The issue is that BTRFS is seeing that usage as exceeding its quota by a large amount, even though its own filesystem du tool shows the disk image at the size expected. Starting to feel like a BTRFS bug.
What kernel are you testing on?
Focal hwe (5.11.0-41-generic)
Ok, I guess you could run a quick test on linux-generic-hwe-20.04-edge (5.13) but that's not sounding too promising.
Tried it with 5.13.0-22-generic
and same result I'm afraid.
@tomponline and just to be sure, we're feeding those btrfs quotas in bytes not in MB/MiB? Otherwise it could be a unit issue if say we create the img file using the exact size in bytes from a value in MB/GB but then set the quota in MiB/GiB instead.
If that's all good, then it'd be good to send a minimal reproducer (ideally without lxd/qemu involved) to the btrfs mailing-list, reference it here and close this issue.
I've not been able to reproduce it without QEMU involved sadly, using a loopdev on the host doesn't exhibit the issue.
See https://github.com/lxc/lxd/issues/9124#issuecomment-983825398
I'll triple check the setup of the btrfs quotas and disk image size.

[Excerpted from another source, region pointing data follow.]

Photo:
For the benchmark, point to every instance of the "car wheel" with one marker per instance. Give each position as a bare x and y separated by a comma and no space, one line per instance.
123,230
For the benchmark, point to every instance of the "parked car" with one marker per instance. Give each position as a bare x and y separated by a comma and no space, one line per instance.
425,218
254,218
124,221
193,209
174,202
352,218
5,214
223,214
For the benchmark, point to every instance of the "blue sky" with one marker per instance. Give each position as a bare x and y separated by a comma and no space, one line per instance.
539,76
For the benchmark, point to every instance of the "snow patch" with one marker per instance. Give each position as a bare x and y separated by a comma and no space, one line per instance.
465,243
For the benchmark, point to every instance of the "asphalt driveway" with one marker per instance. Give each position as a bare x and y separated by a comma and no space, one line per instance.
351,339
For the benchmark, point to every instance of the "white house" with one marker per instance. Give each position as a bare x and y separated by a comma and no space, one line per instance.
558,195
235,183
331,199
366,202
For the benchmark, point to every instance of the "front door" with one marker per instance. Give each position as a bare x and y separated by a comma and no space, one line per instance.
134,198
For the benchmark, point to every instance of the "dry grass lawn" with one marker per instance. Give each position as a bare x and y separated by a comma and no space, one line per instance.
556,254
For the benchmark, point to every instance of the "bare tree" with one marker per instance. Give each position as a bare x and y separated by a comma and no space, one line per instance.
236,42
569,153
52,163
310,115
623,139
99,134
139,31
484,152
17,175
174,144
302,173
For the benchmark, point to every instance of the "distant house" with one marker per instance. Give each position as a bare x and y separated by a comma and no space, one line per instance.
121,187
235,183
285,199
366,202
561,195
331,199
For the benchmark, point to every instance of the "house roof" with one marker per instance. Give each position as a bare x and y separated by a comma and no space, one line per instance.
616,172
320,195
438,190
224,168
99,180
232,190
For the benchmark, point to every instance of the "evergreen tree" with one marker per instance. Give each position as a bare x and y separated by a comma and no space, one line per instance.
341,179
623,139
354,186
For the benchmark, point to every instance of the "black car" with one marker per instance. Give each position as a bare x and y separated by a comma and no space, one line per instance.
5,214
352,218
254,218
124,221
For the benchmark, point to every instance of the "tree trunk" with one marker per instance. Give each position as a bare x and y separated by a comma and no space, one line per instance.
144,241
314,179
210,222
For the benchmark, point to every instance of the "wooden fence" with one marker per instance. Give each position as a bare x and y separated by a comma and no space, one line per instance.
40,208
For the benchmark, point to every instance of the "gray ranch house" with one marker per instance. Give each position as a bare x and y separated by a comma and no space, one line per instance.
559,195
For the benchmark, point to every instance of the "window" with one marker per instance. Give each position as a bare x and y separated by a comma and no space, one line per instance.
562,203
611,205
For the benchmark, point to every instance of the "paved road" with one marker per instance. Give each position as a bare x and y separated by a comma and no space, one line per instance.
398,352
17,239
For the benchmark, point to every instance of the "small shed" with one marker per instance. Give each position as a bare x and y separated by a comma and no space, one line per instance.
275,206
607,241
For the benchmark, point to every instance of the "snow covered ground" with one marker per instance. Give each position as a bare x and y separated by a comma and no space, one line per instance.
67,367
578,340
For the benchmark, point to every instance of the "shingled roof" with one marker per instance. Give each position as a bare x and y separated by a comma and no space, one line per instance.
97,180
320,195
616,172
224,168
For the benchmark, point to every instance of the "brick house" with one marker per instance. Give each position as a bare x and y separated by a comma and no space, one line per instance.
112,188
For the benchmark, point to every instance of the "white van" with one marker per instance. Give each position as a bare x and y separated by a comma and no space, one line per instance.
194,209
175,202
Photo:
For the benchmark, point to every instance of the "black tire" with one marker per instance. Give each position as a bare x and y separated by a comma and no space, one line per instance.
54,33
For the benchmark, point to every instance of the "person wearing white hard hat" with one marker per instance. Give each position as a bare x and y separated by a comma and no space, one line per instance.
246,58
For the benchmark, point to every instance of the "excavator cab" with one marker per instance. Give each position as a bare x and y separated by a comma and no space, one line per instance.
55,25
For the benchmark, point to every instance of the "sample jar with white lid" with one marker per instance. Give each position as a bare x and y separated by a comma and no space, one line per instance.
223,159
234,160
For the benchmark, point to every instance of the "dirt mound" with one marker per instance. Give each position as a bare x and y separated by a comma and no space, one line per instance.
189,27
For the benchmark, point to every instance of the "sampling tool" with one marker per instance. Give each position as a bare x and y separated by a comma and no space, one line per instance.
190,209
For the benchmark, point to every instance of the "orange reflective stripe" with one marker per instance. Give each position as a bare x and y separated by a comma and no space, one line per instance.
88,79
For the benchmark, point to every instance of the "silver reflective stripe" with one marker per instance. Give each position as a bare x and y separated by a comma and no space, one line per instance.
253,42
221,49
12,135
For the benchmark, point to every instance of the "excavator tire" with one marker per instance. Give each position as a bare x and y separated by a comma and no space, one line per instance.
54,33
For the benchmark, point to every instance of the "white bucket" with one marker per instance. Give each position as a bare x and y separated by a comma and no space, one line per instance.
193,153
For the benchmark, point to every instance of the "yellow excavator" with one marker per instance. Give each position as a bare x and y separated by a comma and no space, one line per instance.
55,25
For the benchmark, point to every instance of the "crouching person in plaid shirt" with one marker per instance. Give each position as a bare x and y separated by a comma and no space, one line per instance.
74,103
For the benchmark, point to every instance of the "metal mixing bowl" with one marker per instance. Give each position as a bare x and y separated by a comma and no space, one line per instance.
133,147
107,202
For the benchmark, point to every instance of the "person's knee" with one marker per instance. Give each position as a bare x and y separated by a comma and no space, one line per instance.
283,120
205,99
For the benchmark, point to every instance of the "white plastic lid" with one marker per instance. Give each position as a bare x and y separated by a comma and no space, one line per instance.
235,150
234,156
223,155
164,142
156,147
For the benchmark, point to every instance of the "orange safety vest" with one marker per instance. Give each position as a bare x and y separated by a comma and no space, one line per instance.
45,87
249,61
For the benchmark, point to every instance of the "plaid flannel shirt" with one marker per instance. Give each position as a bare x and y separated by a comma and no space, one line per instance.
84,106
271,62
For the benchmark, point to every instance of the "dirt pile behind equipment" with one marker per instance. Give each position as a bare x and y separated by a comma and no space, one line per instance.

Running lxc config device set v1 root size=11GiB
on a fresh VM on a BTRFS storage pool results in this debug log output:
DBUG[12-02|17:34:59] SetInstanceQuota started driver=btrfs pool=btrfs project=default instance=v1 size=11GiB vm_state_size=
DBUG[12-02|17:35:00] Moved GPT alternative header to end of disk driver=btrfs pool=btrfs dev=/var/lib/lxd/storage-pools/btrfs/virtual-machines/v1/root.img
DBUG[12-02|17:35:00] Accounting for VM image file size driver=btrfs pool=btrfs sizeBytes=11916017664
DBUG[12-02|17:35:00] SetInstanceQuota finished driver=btrfs pool=btrfs project=default instance=v1 size=11GiB vm_state_size=
So we can see the actual size for the BTRFS quota is being calculated at 11916017664 bytes
which is 11GiB (11811160064 bytes)
for the root disk file + 100MiB (104857600 bytes)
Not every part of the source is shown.